Showbox and 90.3 KEXP present
Eels
with Nicole Atkins
Dr. Hugh Everett III, Ph.D., was what Scientific American magazine calls "one of the most important scientists of the 20th century." A quantum physicist who authored The Many Worlds Theory, Everett inspired countless science fiction books, movies and Star Trek episodes with the concept of parallel universes. As a young teenager he exchanged letters with Albert Einstein, debating whether it was something random or unifying that held the universe together.
Until the age of eight, Hugh Everett lived in Washington, DC with his mother, Katharine Kennedy, a troubled poet and author, and his father, Col. Hugh Everett, Jr., US Army. As an adult, Dr. Everett settled in nearby Virginia, with his wife Nancy. They had a daughter, Elizabeth Ann, and a son, Mark Oliver.
Mark Oliver Everett showed no talent for physics, or even mathematics. He was much more interested in the records his sister was playing in the house. Everyday after school one year, Elizabeth played Neil Young's After The Gold Rush album over and over. Mark listened. He never would have dreamt that one day he would record an album (Daisies Of The Galaxy) playing the same upright piano that Neil Young played on After The Gold Rush.
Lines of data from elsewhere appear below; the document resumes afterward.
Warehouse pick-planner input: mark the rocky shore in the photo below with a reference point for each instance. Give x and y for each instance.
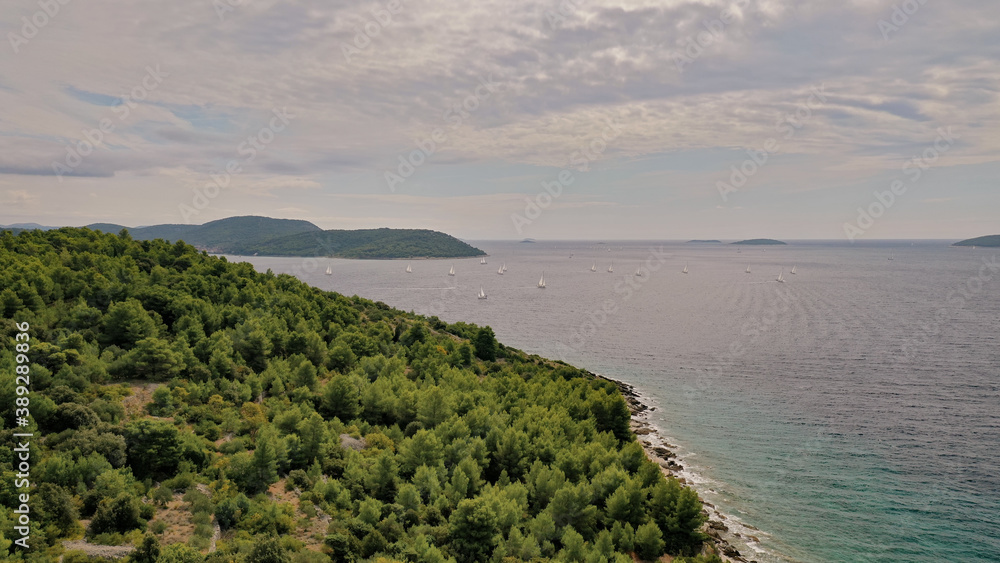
(663, 454)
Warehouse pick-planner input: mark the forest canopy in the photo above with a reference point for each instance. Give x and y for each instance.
(175, 394)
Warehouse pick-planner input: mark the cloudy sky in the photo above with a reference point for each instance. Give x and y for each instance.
(645, 109)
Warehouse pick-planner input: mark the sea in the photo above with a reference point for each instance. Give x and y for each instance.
(849, 413)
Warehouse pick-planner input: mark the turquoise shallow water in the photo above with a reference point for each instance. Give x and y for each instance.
(850, 414)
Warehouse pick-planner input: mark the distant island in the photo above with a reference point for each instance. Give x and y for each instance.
(987, 241)
(264, 236)
(760, 242)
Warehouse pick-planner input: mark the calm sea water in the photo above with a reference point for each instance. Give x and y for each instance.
(850, 414)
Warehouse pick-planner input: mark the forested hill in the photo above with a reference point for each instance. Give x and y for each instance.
(363, 243)
(283, 237)
(218, 236)
(172, 391)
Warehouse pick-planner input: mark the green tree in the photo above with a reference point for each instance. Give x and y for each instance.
(152, 358)
(179, 553)
(268, 550)
(486, 344)
(342, 398)
(148, 551)
(472, 528)
(118, 515)
(153, 448)
(649, 541)
(126, 323)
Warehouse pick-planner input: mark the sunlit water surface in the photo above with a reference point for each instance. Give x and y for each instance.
(851, 413)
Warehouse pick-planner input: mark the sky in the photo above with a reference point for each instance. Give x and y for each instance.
(505, 119)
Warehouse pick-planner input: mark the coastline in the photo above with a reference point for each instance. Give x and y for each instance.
(658, 450)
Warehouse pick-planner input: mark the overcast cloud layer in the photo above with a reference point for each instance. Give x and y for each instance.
(648, 104)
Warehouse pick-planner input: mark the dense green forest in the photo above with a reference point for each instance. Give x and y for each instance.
(247, 236)
(218, 236)
(363, 243)
(987, 241)
(173, 392)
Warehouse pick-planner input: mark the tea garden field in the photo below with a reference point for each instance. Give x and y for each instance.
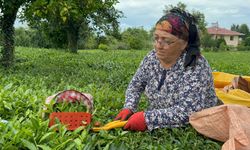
(39, 73)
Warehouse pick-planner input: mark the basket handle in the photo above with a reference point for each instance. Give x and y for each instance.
(72, 96)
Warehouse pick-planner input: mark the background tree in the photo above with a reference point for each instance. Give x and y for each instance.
(136, 38)
(245, 30)
(8, 11)
(68, 17)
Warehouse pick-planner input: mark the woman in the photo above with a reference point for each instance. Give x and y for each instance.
(176, 79)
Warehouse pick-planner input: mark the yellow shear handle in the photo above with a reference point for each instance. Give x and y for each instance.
(111, 125)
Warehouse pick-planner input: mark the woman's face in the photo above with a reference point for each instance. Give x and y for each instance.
(168, 47)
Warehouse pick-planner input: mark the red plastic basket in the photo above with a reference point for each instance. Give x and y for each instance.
(72, 120)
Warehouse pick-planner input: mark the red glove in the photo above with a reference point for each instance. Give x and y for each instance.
(136, 122)
(124, 114)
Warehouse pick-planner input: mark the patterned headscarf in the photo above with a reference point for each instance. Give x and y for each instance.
(182, 25)
(175, 24)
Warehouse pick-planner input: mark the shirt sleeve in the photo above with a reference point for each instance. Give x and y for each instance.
(197, 93)
(137, 85)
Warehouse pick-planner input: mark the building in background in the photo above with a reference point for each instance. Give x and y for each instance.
(232, 38)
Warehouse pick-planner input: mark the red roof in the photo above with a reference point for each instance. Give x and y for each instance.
(222, 31)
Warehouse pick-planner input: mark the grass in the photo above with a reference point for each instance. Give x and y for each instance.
(39, 73)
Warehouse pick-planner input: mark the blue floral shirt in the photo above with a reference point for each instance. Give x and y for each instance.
(174, 93)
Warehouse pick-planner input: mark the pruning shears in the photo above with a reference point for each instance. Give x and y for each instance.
(110, 125)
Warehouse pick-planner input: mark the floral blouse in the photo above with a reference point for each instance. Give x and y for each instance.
(174, 93)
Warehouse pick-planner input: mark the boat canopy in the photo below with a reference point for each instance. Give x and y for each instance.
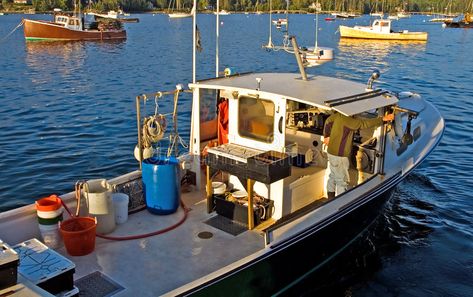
(346, 97)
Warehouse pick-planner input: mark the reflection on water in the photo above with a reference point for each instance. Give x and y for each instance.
(67, 56)
(64, 57)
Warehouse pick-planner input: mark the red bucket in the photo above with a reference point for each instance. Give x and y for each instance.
(78, 234)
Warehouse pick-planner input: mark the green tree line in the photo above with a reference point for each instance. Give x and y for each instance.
(359, 6)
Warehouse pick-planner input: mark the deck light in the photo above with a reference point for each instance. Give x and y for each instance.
(374, 76)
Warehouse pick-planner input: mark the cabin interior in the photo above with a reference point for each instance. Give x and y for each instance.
(236, 126)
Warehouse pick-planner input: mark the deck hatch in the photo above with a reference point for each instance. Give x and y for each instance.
(97, 284)
(226, 225)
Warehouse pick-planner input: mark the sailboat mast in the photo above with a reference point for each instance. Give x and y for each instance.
(317, 9)
(217, 37)
(194, 24)
(270, 42)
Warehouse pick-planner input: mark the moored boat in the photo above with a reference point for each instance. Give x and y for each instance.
(70, 27)
(464, 21)
(263, 222)
(380, 29)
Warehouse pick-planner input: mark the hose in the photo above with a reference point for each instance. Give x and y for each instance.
(138, 236)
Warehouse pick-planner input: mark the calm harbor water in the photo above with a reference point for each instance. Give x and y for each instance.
(67, 113)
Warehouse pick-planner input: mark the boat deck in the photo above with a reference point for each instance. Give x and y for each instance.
(155, 265)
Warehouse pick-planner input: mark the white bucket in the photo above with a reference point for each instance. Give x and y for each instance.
(98, 193)
(50, 235)
(120, 202)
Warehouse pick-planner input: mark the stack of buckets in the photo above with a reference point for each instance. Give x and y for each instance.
(98, 195)
(49, 211)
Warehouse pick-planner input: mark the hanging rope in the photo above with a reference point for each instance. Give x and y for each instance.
(153, 129)
(8, 35)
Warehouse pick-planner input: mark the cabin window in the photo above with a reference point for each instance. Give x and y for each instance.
(256, 118)
(208, 114)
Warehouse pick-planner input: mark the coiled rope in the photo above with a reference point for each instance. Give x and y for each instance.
(153, 129)
(8, 35)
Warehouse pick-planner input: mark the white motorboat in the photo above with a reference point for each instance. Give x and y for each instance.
(238, 232)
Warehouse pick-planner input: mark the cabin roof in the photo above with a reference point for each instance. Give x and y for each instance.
(317, 90)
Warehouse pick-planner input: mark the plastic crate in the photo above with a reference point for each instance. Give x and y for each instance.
(8, 266)
(44, 267)
(239, 213)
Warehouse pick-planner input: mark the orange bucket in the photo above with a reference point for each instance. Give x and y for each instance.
(78, 234)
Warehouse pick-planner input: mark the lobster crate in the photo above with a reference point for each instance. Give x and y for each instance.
(269, 167)
(45, 267)
(239, 213)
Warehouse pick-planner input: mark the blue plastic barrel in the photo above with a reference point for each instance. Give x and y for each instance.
(161, 184)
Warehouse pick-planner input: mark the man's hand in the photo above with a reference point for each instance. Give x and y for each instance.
(388, 117)
(326, 140)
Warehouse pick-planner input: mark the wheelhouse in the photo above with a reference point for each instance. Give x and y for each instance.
(282, 113)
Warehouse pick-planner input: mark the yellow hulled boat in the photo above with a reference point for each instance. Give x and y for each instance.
(380, 29)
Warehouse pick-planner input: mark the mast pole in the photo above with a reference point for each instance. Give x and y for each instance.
(217, 38)
(317, 8)
(270, 42)
(194, 17)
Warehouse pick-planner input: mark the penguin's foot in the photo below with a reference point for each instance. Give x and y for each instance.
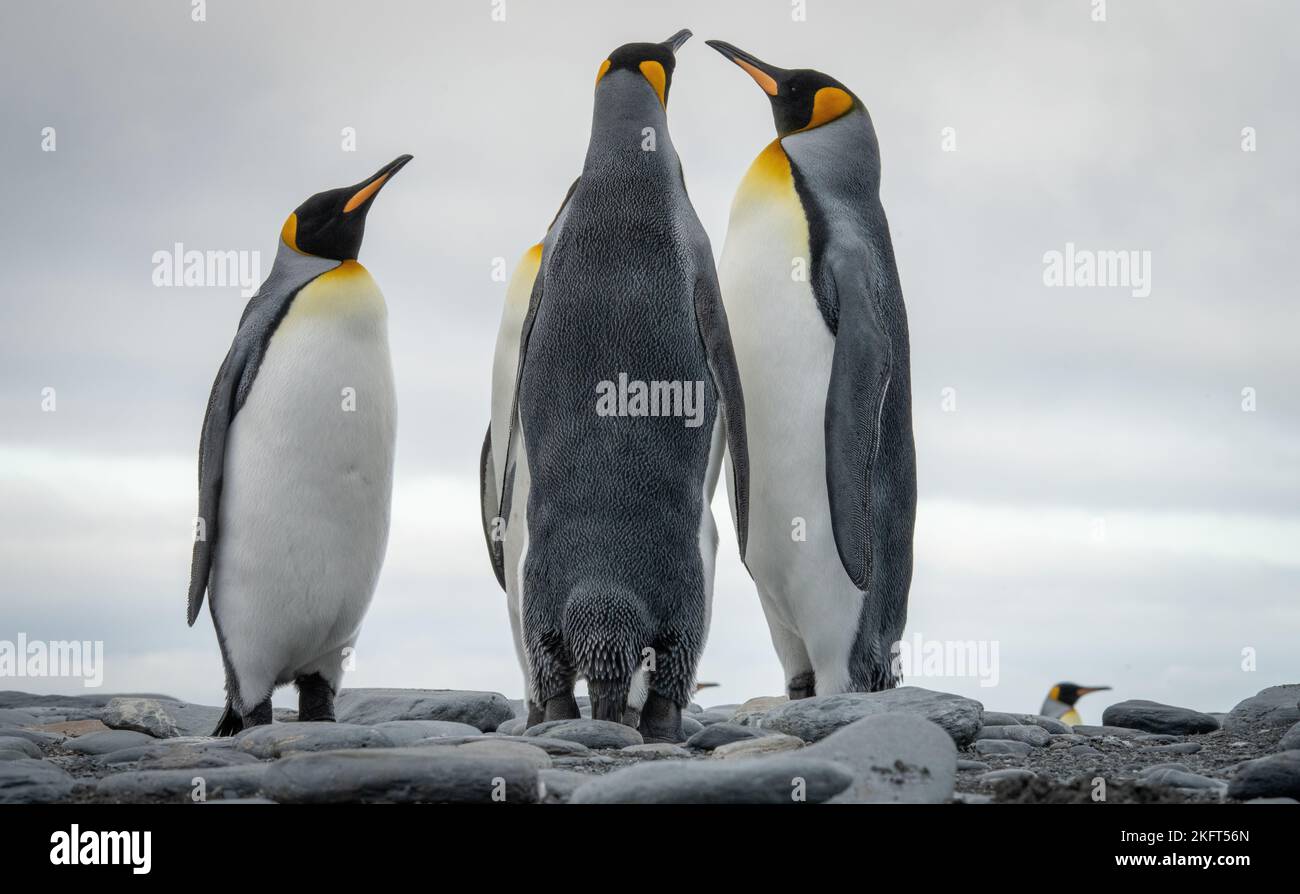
(661, 720)
(315, 699)
(562, 707)
(259, 716)
(609, 701)
(801, 685)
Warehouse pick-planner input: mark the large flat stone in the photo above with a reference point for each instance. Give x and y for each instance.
(430, 775)
(1156, 717)
(14, 743)
(503, 747)
(1034, 736)
(178, 785)
(161, 717)
(17, 717)
(779, 780)
(34, 736)
(559, 785)
(11, 698)
(1269, 708)
(592, 733)
(1275, 776)
(714, 734)
(146, 716)
(766, 745)
(1179, 779)
(484, 711)
(33, 781)
(1049, 724)
(408, 732)
(555, 747)
(113, 740)
(178, 756)
(815, 717)
(1001, 747)
(280, 740)
(896, 758)
(753, 710)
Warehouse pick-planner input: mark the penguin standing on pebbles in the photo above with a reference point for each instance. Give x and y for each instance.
(625, 394)
(1061, 701)
(820, 334)
(295, 465)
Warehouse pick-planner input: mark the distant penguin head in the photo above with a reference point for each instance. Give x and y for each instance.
(332, 224)
(802, 99)
(1071, 693)
(651, 63)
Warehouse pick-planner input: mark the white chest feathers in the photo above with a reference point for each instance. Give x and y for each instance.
(308, 478)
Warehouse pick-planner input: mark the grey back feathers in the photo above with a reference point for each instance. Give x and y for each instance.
(614, 563)
(260, 319)
(871, 476)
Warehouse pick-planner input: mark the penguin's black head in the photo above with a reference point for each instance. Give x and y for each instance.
(654, 61)
(802, 99)
(332, 224)
(1071, 693)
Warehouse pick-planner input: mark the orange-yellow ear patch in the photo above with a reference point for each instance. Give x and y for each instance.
(828, 104)
(657, 77)
(289, 233)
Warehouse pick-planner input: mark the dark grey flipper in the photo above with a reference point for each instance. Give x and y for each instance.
(859, 378)
(711, 319)
(229, 391)
(871, 459)
(490, 504)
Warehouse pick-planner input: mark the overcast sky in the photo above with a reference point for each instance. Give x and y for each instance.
(1099, 504)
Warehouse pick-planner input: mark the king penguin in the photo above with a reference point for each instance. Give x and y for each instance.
(820, 335)
(1061, 701)
(609, 534)
(506, 542)
(295, 465)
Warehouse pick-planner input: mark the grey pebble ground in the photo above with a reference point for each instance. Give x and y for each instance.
(449, 746)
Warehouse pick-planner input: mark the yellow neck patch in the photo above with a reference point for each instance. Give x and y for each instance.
(828, 104)
(289, 233)
(657, 77)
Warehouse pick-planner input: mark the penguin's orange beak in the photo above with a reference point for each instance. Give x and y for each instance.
(368, 189)
(763, 74)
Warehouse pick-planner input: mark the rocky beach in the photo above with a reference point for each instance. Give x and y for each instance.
(908, 745)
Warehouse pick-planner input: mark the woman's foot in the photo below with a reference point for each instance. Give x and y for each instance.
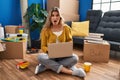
(79, 72)
(40, 68)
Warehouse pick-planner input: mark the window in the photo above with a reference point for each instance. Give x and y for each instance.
(106, 5)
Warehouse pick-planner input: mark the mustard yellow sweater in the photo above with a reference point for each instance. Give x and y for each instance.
(47, 36)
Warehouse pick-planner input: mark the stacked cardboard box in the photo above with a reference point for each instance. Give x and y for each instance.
(14, 50)
(11, 29)
(95, 38)
(69, 8)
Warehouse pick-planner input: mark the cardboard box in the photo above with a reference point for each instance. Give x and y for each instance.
(96, 52)
(70, 17)
(14, 50)
(11, 29)
(1, 47)
(66, 6)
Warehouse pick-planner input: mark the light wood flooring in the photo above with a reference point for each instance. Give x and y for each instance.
(99, 71)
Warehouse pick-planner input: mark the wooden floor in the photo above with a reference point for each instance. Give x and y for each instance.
(99, 71)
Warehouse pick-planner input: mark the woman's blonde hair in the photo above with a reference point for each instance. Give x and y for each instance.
(48, 22)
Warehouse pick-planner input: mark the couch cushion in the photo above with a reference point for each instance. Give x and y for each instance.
(80, 28)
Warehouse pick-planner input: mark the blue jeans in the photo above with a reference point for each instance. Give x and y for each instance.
(56, 64)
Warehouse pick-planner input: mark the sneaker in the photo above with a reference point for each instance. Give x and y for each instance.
(79, 72)
(40, 68)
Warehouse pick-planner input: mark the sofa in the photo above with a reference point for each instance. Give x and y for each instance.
(109, 25)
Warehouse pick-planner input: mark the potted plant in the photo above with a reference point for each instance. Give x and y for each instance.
(35, 17)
At the age of six, Mark found himself at the next door neighbor's garage sale where he saw the toy drum set that would change his life. He begged his parents for the $15 it cost to buy the set, and they relented. Most children that get a drum set play it for a week and then leave it in the closet until their parents have a garage sale. Unfortunately for the Everett family, Mark played those drums everyday for the next 10 years.